Last year, he was fined for urinating on the candy racks at a CVS pharmacy in Houston, where he keeps a townhouse. Lewis called that an "unfortunate medical mishap" caused in part by Durst's Asperger's syndrome, an autism spectrum disorder that can involve behavioral problems.

Former prosecutor Jeanine Pirro believes it was her reopening of the cold case into Kathleen Durst's disappearance that provoked the murder of Berman, who had been Durst's confidante. And she said Durst's own words now can be used against him.

In the documentary, filmmaker Andrew Jarecki and Durst discuss an anonymous letter that alerted Beverly Hills police to a "cadaver" at Berman's address. Durst says whoever sent it was "taking a big risk. You're sending a letter to police that only the killer could have written."

In a second interview seen in the final episode, Jarecki shows him a letter Durst had sent to Berman, which one of the slain woman's relatives had recovered and given to the filmmakers, with similar handwriting and the town misspelled as "Beverley."
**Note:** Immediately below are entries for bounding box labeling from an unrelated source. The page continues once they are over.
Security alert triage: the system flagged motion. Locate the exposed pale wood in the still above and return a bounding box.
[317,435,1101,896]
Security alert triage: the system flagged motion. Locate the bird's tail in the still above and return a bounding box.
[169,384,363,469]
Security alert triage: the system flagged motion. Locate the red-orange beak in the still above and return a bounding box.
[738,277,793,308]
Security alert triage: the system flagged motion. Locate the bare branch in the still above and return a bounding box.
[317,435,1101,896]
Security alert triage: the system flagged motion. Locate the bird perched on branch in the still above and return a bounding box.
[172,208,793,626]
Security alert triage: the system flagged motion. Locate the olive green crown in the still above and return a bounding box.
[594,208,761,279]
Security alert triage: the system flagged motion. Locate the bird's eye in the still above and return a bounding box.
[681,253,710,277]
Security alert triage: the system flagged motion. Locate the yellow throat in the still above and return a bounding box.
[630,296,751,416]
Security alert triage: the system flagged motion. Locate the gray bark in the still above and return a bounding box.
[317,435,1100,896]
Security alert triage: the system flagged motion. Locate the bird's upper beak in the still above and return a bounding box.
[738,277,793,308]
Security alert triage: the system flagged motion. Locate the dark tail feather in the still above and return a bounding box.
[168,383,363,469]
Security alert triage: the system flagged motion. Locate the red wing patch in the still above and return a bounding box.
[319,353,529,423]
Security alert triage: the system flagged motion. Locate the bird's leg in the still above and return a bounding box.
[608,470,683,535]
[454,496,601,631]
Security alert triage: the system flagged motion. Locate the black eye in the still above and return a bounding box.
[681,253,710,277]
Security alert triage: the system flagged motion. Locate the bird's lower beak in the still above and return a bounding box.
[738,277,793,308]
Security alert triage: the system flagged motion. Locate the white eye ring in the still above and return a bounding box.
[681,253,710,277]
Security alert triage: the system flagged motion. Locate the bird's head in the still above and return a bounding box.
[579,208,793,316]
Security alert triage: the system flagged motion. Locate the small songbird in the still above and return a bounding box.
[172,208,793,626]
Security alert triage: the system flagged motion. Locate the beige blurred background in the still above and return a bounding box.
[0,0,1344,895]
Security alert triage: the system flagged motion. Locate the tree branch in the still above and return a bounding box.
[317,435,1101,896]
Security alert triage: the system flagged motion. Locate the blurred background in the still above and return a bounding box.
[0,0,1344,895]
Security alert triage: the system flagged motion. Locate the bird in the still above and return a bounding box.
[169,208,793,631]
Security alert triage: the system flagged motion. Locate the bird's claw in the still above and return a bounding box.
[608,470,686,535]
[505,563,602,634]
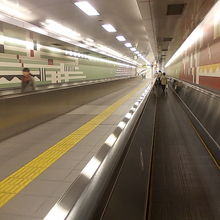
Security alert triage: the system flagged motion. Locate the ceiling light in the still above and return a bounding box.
[30,27,48,35]
[116,36,126,41]
[42,19,81,40]
[74,1,100,16]
[0,0,33,21]
[102,24,116,32]
[86,38,94,43]
[125,43,132,47]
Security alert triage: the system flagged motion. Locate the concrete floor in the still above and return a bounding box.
[0,80,149,220]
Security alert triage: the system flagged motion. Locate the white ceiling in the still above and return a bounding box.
[0,0,156,61]
[0,0,216,65]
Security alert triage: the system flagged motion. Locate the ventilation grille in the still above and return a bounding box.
[167,4,186,15]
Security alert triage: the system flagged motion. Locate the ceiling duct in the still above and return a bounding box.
[167,4,186,15]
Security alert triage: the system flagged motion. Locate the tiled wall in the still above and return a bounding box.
[0,42,135,88]
[166,0,220,90]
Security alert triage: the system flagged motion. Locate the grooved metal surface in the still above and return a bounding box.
[147,88,220,220]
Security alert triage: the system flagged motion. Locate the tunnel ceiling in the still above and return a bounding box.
[0,0,156,63]
[146,0,216,65]
[0,0,216,65]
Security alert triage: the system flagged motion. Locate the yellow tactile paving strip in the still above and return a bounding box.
[0,85,146,207]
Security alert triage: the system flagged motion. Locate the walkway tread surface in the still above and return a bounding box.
[147,88,220,220]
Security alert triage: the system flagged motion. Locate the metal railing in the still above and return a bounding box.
[44,80,155,220]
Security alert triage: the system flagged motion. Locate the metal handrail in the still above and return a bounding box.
[44,80,155,220]
[0,76,135,99]
[169,77,220,98]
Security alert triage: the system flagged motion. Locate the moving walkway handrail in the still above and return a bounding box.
[44,80,155,220]
[0,76,135,98]
[169,76,220,98]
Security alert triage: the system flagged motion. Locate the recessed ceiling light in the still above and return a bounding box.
[86,38,94,43]
[116,36,126,41]
[74,1,100,16]
[102,24,116,32]
[130,47,137,51]
[125,43,132,47]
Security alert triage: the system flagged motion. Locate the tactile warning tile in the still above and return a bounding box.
[0,83,146,207]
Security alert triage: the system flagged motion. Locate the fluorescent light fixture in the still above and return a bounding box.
[42,19,81,40]
[59,37,71,42]
[86,38,94,43]
[102,24,116,32]
[125,43,132,47]
[74,1,100,16]
[0,0,33,21]
[30,27,48,35]
[116,36,126,41]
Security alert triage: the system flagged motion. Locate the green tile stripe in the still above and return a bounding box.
[5,49,27,56]
[0,57,19,63]
[40,55,73,62]
[4,41,26,49]
[21,58,48,65]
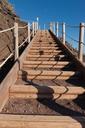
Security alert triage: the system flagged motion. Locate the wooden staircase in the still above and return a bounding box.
[0,30,85,128]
"I wrote this one, but I did not write the cadaver one," Durst says, after burping oddly when confronted with the question. Then Durst says he's going to the bathroom. Still wearing his microphone, he is recorded as he seems to think out loud, pausing between each whispered thought.

"There it is. You're caught," Durst tells himself. "You're right, of course, but you can't imagine ... Arrest him! ... I don't know what's in the house ... Oh, I want this ... What a disaster ... He was right. I was wrong ... And the burping! I'm having difficulty with the question ... What the hell did I do? Killed them all, of course."

Then the documentary fades to black, silently leaving law enforcement to pick up the story.

Jarecki and his co-writer and cinematographer Marc Smerling answered some of the questions raised by the finale in a New York Times interview published Monday. They said they had no idea they had the bathroom audio until editors found it in June, and they never confronted Durst about it because they didn't believe he would speak with them. But they shared evidence with authorities last year, they said.